With a division title on the line against Ohio State, he's the lynchpin of the Lions' charge both between the tackles, where Buckeye tailback Dan Herron is averaging 119 yards per game since returning from suspension in mid-October, and against the zone read, from which freshman quarterback Braxton Miller is averaging more than 80 yards in seven starts. We know Penn State's not going to score much, but the more often the defense forces Miller into obvious passing situations on third down, the more likely it is to advance the cause itself.
• ROBERT WOODS, USC. Lane Kiffin has hemmed and hawed on the status of his star receiver for most of the week, telling reporters Friday that Woods would be a game-time decision at Oregon after Kiffin watches him warm up. That may be a bit of sand-bagging ahead of a big game — the Ducks are convinced Woods will play, and have prepared accordingly — but the question is worth the hype: The Trojans need every weapon at their disposal to keep pace with Oregon's warp-speed offense, and Woods' absence would leave them without the most productive target in the league.
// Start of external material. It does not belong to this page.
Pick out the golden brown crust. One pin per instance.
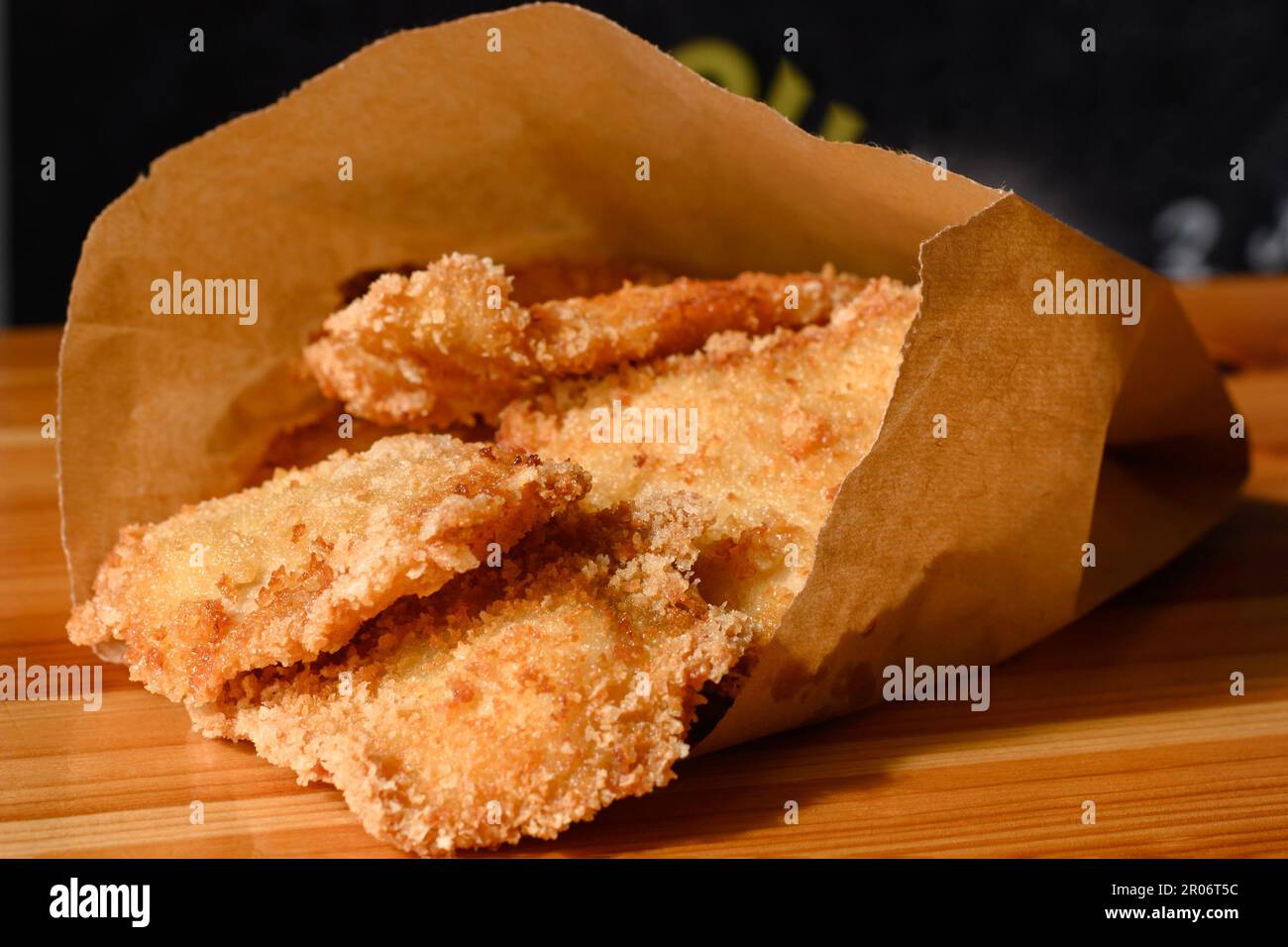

• KHEESTON RANDALL, EMMANUEL ACHO and KEENAN ROBINSON, Texas. Fozzy Whittaker's season-ending injury at Missouri left the Longhorns with no healthy running backs, which threatens to leave them with no offense: Fledgling quarterbacks David Ash and Case McCoy were overmatched (again) in Columbia with no semblance of a ground game to bail them out. Against Kansas State, that mission will have to fall to three senior leaders on the defense, who are charged with keeping the Wildcats off the board by forcing the most run-oriented offense in the Big 12 — and the most run-oriented quarterback, Collin Klein, in particular — out of its comfort zone on the ground.
• ROY FINCH, Oklahoma. As critical as the loss of the NCAA's career receptions leader may be, the Sooners already know what they have behind Ryan Broyles: Kenny Stills, Jaz Reynolds, DeJuan Miller and Trey Franks still form arguably the deepest receiving corps in the nation. What the Sooners are still wondering is who's going to pick up the slack in the wake of a season-ending injury to leading rusher Dominique Whaley, a former walk-on who left his blue-chip colleagues in the dust beginning in spring practice.
First crack two weeks ago went to Finch, who responded with 99 yards and a touchdown on 26 carries in a win over Texas A&M — a solid effort, but on only 3.8 yards per carry. Against Baylor's 112th-ranked rushing defense, OU should expect a legitimate breakout with style points suddenly at a premium.